Christmas is a big deal in Mexico, what with it being mostly a Catholic country. However, this is not the only day during the holiday season when gifts are given.
Three Kings Day, or Día de Los Reyes, on Jan. 6 is the actual culmination of the season here. This is when the three wise men purportedly gave their gifts to Jesus. Melchior was traveling from Europe, Balthasar from Africa, and Caspar from the Middle East.
It is more common for children in Mexico to receive gifts on this day from the kings instead of on Dec. 25 from Santa. Children will even write letters to the three wise men.

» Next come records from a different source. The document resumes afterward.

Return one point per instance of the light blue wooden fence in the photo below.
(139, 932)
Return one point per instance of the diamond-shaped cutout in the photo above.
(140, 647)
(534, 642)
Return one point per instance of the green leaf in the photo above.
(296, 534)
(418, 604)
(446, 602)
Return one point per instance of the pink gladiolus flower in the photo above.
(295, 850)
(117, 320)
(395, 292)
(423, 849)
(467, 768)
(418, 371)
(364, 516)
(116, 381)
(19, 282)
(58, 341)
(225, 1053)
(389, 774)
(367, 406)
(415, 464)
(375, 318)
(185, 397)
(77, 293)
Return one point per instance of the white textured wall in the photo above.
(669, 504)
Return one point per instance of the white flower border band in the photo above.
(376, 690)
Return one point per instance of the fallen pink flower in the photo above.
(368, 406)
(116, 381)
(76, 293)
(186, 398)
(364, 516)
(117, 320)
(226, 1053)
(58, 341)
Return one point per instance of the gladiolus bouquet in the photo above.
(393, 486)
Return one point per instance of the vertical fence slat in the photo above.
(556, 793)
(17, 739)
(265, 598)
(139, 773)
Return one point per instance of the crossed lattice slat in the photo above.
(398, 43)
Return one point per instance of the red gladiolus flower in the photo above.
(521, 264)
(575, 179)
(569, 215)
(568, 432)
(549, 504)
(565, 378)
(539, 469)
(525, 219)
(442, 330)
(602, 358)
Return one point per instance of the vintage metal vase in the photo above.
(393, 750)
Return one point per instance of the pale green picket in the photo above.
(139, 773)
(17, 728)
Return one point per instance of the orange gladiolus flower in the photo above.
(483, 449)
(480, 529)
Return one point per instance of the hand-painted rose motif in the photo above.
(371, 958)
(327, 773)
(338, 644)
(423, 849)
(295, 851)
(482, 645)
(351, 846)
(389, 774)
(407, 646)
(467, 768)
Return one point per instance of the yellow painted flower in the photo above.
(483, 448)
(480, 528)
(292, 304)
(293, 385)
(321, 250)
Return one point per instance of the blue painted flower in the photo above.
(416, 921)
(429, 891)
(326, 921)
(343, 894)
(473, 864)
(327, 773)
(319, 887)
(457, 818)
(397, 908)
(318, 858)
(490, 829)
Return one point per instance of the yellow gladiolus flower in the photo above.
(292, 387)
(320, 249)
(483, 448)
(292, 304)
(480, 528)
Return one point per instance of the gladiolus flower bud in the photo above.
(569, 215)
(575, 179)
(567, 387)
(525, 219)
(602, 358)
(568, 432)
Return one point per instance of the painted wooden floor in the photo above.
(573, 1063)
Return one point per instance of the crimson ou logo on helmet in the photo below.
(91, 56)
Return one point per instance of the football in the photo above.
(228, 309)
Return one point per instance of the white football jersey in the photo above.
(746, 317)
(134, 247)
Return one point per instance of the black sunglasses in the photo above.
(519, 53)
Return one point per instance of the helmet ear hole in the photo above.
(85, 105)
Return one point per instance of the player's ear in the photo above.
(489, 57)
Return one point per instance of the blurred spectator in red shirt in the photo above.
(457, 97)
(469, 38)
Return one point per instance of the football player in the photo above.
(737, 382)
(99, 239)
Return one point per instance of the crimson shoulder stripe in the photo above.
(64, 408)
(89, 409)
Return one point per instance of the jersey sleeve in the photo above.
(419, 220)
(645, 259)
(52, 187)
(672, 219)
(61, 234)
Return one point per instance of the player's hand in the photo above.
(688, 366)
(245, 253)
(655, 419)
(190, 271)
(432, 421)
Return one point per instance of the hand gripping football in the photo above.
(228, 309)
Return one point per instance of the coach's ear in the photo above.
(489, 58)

Traditional foods are served on Jan. 6, including a sweat bread called rosca de reyes. A tiny baby Jesus figurine is baked inside of it. This is done as a symbolic gesture to reflect on when baby Jesus had to be hidden from King Herod’s troops. The person who receives the slice with the figurine then has to host a party Feb. 2 on Día de la Candelaria, Day of the Candles.
Mexico is not the country with this cultural and religious celebration. It’s popular throughout Latin America, and variations of the holiday can be found in Europe.
I love the unique insight of your experiences in Mexico. I knew little of the culture before I started following your blog.
While I wouldn’t want to find Baby Jesus in my food, I love the idea of it all… making the holidays last a little longer.
Feliz año nuevo para usted mi amiga.